The sunlight came as a shock. Annie shielded her eyes until she got to the chair and sat down again. There was still an inch or so of lemonade in the bottom of her glass. She drank it down in one. Warm and sweet. For some reason, the painting had unsettled her in the same way some of her father's more disturbed works did; she wanted to know more about it, more about Michael Stanhope's vision of Hobb's End.

“How old was Stanhope at that time?”

“He'd be in his late forties when I knew him.”

“What became of him?”

“I think he stayed in the village until the bitter end, and then I heard he moved to a small studio in London. But he didn't do much after that. Didn't
achieve
much, I should say. I saw his name in the papers once or twice, but I think he was like a fish out of water when he left Hobb's End. I don't think he managed to find a foothold in the big-city art world. I heard he was in and out of mental institutions during the fifties, and the last I saw was his obituary in
1968
. He died of lung cancer. The poor man always seemed to have a cigarette hanging out of the corner of his mouth. It made him squeeze his eyes almost shut against the drifting smoke when he painted. I was convinced that must have affected his perspective.”

“Probably,” said Annie. “What happened to his paintings?”

“I wouldn't know, dear. All over the place, I suppose. Private collectors. Small galleries.”

Annie sat quietly for a moment, taking it all in. “Bridge Cottage,” she said, “where we found the skeleton. It looked neglected in the painting.”

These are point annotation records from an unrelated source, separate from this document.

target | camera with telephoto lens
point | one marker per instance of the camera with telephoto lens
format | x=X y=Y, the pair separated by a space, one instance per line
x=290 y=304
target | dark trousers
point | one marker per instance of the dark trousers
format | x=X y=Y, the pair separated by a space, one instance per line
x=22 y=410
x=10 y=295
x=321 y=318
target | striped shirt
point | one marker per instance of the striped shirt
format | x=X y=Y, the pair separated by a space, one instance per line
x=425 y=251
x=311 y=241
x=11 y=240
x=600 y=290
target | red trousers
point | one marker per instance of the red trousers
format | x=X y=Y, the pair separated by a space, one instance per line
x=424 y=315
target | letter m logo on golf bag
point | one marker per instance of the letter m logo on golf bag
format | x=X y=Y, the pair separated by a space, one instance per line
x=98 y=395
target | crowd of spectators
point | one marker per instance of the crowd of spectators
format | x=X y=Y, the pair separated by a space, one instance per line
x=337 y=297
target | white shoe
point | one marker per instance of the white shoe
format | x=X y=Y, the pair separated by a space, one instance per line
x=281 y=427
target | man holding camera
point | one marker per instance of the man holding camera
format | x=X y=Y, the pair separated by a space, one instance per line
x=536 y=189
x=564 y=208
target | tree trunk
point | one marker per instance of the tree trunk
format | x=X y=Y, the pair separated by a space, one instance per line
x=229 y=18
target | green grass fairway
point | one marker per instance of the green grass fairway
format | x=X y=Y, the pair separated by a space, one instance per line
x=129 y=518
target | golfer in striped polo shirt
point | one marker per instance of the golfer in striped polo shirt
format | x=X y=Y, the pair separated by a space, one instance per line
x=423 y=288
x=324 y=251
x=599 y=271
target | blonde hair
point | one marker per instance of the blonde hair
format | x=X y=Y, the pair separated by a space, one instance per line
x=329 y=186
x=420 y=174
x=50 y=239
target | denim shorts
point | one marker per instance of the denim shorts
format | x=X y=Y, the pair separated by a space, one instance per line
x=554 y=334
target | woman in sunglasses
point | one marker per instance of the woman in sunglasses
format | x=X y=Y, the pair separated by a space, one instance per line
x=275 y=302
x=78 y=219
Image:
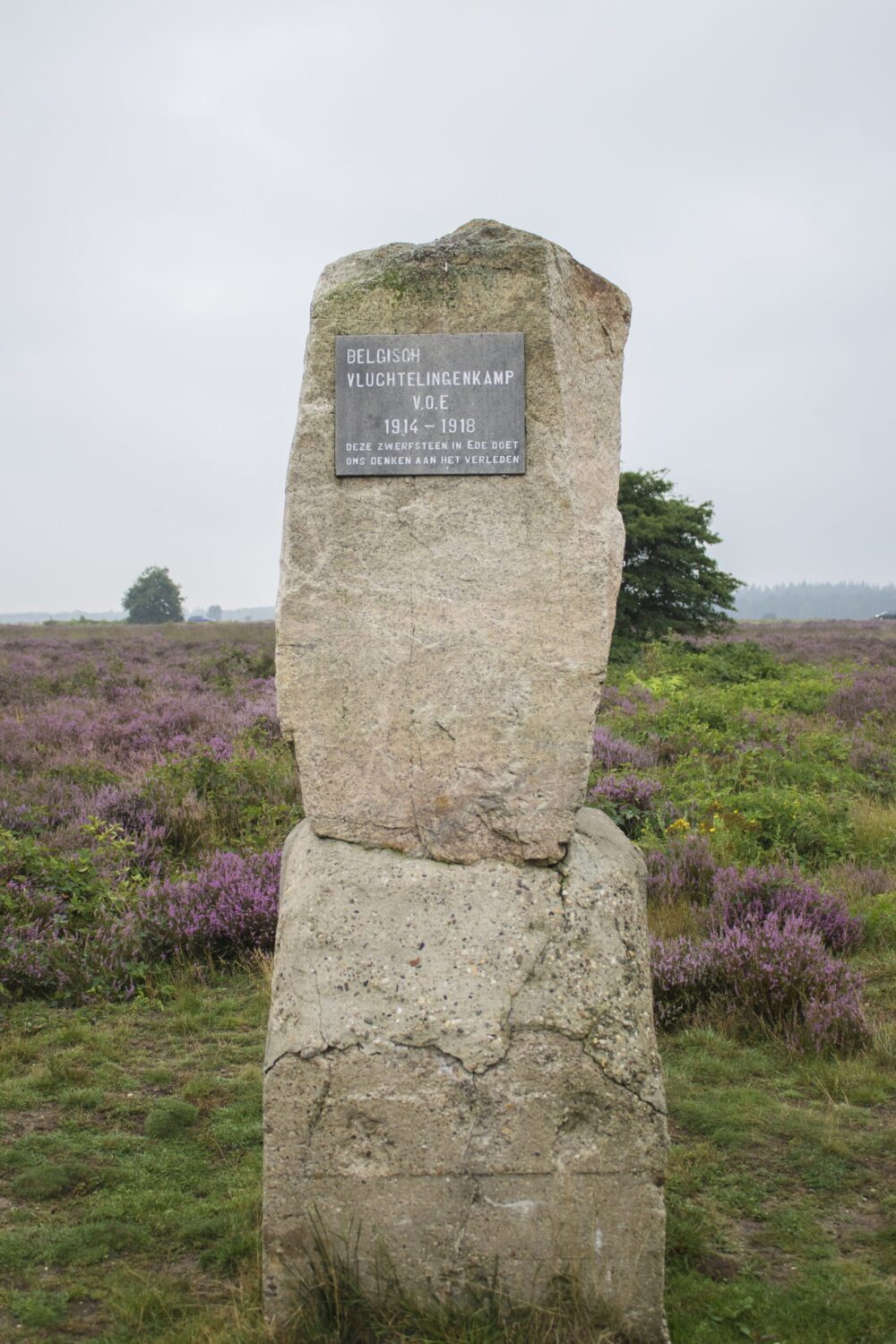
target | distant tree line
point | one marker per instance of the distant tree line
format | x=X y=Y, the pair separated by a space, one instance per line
x=814 y=601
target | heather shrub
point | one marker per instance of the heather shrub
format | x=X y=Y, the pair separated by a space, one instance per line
x=869 y=694
x=684 y=871
x=226 y=906
x=627 y=800
x=745 y=898
x=223 y=796
x=772 y=968
x=610 y=752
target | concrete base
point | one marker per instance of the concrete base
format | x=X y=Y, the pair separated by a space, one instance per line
x=461 y=1066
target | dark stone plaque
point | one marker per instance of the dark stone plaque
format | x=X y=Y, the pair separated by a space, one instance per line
x=432 y=405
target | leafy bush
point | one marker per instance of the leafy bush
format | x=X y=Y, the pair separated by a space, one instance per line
x=745 y=898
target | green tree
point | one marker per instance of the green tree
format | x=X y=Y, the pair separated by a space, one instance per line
x=153 y=599
x=669 y=583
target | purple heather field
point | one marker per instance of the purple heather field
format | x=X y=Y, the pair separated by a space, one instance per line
x=145 y=793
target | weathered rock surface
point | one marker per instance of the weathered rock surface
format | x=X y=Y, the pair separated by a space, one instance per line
x=461 y=1064
x=443 y=642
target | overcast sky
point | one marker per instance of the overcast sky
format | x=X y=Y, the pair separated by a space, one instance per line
x=177 y=174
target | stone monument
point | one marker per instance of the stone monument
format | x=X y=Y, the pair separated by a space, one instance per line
x=461 y=1061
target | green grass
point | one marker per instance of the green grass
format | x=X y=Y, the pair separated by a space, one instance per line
x=131 y=1185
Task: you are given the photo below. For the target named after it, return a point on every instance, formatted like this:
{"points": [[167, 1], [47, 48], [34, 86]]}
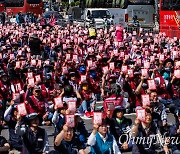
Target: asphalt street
{"points": [[88, 123]]}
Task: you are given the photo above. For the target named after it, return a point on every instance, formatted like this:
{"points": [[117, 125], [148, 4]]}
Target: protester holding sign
{"points": [[101, 141], [34, 138], [67, 142], [120, 125]]}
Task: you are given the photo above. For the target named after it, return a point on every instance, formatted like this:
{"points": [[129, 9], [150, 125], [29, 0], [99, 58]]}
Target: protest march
{"points": [[52, 75]]}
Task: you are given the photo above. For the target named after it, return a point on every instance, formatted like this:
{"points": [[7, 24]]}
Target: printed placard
{"points": [[30, 75], [70, 120], [161, 57], [23, 63], [64, 69], [177, 64], [121, 54], [83, 78], [89, 63], [152, 59], [46, 62], [11, 56], [144, 73], [72, 106], [18, 64], [1, 55], [16, 97], [126, 57], [105, 69], [22, 109], [130, 73], [68, 56], [141, 114], [75, 57], [177, 73], [145, 100], [18, 87], [110, 106], [151, 84], [38, 78], [97, 118], [124, 68], [58, 102], [33, 62], [146, 65], [31, 82], [138, 62], [39, 63], [64, 46], [116, 52], [112, 65]]}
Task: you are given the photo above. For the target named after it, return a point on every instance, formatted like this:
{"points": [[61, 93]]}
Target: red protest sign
{"points": [[16, 97], [22, 109], [177, 73], [146, 65], [145, 100], [141, 114], [151, 84], [110, 106], [31, 82], [72, 106], [112, 65], [58, 102], [38, 78], [18, 87], [33, 62], [68, 56], [89, 63], [124, 69], [70, 120], [105, 69], [30, 75], [130, 73], [18, 64], [83, 78], [144, 73], [97, 118]]}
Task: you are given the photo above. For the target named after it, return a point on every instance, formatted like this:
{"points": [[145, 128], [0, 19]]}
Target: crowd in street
{"points": [[53, 75]]}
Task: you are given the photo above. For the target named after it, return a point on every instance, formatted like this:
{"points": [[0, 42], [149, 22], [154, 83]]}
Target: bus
{"points": [[170, 17], [33, 6], [123, 11]]}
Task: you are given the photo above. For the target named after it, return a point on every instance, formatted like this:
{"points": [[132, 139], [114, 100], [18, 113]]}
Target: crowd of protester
{"points": [[53, 75]]}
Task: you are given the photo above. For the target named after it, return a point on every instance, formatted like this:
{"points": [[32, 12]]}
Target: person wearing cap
{"points": [[145, 129], [101, 141], [174, 133], [5, 90], [88, 102], [37, 103], [120, 126], [35, 46], [35, 139], [68, 142], [10, 116], [4, 145], [92, 31]]}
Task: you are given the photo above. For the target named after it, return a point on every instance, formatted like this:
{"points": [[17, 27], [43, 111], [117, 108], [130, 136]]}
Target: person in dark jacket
{"points": [[174, 134], [148, 131], [35, 46], [120, 128], [10, 116], [34, 137]]}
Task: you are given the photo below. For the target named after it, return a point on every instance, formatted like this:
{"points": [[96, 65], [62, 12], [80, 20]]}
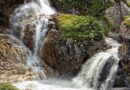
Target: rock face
{"points": [[6, 9], [13, 60], [66, 56]]}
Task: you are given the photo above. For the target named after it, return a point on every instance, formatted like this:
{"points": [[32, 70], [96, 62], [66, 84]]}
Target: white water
{"points": [[90, 73], [34, 14]]}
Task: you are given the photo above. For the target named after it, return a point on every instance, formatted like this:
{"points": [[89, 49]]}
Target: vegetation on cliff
{"points": [[79, 27], [91, 7], [7, 86]]}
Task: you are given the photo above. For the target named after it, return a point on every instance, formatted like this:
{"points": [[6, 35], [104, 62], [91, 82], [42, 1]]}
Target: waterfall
{"points": [[96, 74], [29, 23], [90, 75]]}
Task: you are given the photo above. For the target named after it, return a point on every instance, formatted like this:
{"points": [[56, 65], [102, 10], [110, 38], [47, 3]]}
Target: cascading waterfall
{"points": [[89, 78], [92, 69], [33, 14]]}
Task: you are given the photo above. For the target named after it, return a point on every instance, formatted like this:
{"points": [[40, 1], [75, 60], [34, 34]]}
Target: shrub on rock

“I noticed that, too,” said Mrs Kettering, “and it made me remember something. Now, I can't be certain of this, not after so much time, but I think an old lady lived there. Bit of a recluse.”

“An
old
lady, you said?”

“Yes, I think so. Though I can't tell you anything about her. I just remembered, looking at the painting, that some of the children thought she was a witch. She had a long, hooked nose. She used to scare them away. I think it was her, anyway. I'm sorry I can't be of much help.”

Annie leaned forward and touched Mrs Kettering's arm. “You
have
been helpful. Believe me.”

“Is there anything else you want to know?”

Annie stood up. “Not that I can think of. Not right now.”

“Please call again if you do think of anything. It's so nice to have a visitor.”

Annie smiled. “I will. Thank you.”

Back in her car, Annie sat drumming on the steering-wheel and watching the gulls' reflections on the water's
surface. She had learned that the place was called Bridge Cottage and an old woman may have been living there in the autumn of
1939
. Of course, she still had no idea
how long
the body had lain under the outbuilding floor, so she didn't know whether this new information helped or not.

Perhaps more important, though, she had got her first real
feel
for Hobb's End from the Stanhope painting, and that might come in useful further down the road. Annie had always thought it important to develop a feel for a case, though she had never expounded her philosophy to any of her male colleagues. Why was it that
feminine intuition
sounded as insulting to her as
hysterical
and
time of the month
?

She turned around and headed back down towards the station, a long day on the telephone looming ahead of her.

When Matthew met Gloria that first time, I could feel their immediate attraction like that eerie, electric sensation you get before a storm, when you feel jumpy and ill at ease for no apparent reason. It scared me; I don't know why.

Something about Gloria changed when a man entered the room. It was as if she were suddenly
on
, the way I feel when the curtain goes up on one of our amateur dramatic productions and the real audience is there to watch us at last. I don't mean to indicate that there was anything deliberate about this, just that a change came over her and she moved and spoke in a subtly different way when there was a man around. I even noticed it with Michael Stanhope. He must have sensed something, too, or he wouldn't have given her those cigarettes.